Parise’s threats of physical and economic harm resonated throughout his conversation with Jones. And, as the Independent Administrator noted after listening to Parise testify at the April 9 hearing, Parise was not a man given to idle threats, and would likely have harmed Jones if the conversation were not taped. Moreover, prior to the April 9 hearing, Parise had refused to testify about Costanzo’s assault on Jones. Parise did not contest any of the Investigations Officer’s evidence against him. In sum, there was a plethora of evidence to support the charges against Parise, and a sufficient basis to suspend him from the IBT for twenty-four months.
In challenging his suspension, Parise contends that the Independent Administrator should have imposed a punishment closer to the three-month suspension provided in the Proposed Agreement. We disagree. The Independent Administrator based his approval of the Proposed Agreement on factors different from those that led him to determine that Parise deserved a suspension of twenty-four months. The Independent Administrator did not review the evidence against Parise before the April 9 hearing. He was not given the tape and transcript of Parise’s threats against Jones until the very morning of the April 9 hearing. After considering the damning evidence against Parise, the Independent Administrator determined that a harsher sanction was warranted than that delineated in the Proposed Agreement.

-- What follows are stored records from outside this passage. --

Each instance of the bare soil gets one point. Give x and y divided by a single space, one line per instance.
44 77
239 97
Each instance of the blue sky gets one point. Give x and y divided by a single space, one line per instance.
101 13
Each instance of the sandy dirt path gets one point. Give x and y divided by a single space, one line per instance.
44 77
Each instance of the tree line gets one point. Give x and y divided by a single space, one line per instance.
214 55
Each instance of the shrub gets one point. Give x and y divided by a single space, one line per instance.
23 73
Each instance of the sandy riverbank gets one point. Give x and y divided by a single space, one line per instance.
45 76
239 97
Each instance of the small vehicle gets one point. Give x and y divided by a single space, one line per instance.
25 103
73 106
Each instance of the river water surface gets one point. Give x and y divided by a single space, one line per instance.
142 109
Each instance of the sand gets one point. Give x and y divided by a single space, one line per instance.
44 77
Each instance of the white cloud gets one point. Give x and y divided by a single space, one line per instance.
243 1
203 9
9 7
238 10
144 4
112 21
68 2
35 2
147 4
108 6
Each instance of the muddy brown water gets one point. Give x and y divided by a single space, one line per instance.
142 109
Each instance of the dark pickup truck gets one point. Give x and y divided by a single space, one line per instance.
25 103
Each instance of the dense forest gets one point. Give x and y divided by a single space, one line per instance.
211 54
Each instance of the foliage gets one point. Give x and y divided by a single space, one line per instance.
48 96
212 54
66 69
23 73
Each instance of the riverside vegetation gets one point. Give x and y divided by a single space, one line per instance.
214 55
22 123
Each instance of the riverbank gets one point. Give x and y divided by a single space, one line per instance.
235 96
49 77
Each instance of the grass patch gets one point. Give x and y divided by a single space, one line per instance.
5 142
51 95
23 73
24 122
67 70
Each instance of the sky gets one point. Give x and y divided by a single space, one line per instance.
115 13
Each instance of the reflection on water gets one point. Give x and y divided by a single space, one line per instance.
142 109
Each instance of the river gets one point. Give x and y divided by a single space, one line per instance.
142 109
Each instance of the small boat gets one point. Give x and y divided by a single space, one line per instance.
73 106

Finally, the Independent Administrator did not err in ordering Local 473 not to pay Parise’s attorney’s fees. A union official may obtain reimbursement of his legal expenses only when his actions inure to the benefit of the union. See, e.g., Morrissey v. Segal, 526 F.2d 121, 127 (2d Cir. 1975); United States v. Local 1804-1, Int’l Longshoremen’s Ass’n, 732 F.Supp. 434, 436 (S.D.N.Y.1990). Here, the Independent Administrator found that Parise had brought reproach upon the IBT, and thus had violated the IBT constitution. In so doing, Parise obviously acted in a manner that did not inure to the benefit of the IBT.
CONCLUSION
We hold that the district court (1) had the authority to review the Proposed Agreement, and (2) did not err in withholding approval. We also hold that the district court did not err in (3) affirming the Independent Administrator’s decision suspending Parise from IBT membership for twenty-four months, and (4) preventing Local 473 from paying Parise’s attorney’s fees.
AFFIRMED.
. After Parise allegedly threatened him several times, Jones began to carry a tape recorder to capture Parise's invectives. The tape and transcript introduced at the hearing were the products of Jones’ initiative. Parise does not contest the authenticity or the accuracy of either piece of evidence.
. Excerpts from Parise’s tirade are reported in the district court’s opinion, and convey the flavor of Parise’s vitriol. See Parise I, 777 F.Supp. at 1136-37.
.At the time of the deposition, Parise was under indictment in the United States District Court for the Northern District of Ohio for his participation in the Costanzo attack. On June 10, 1991, Parise pleaded guilty to one count of violating 29 U.S.C. § 530, and was sentenced to one year of probation and a $1000 fine.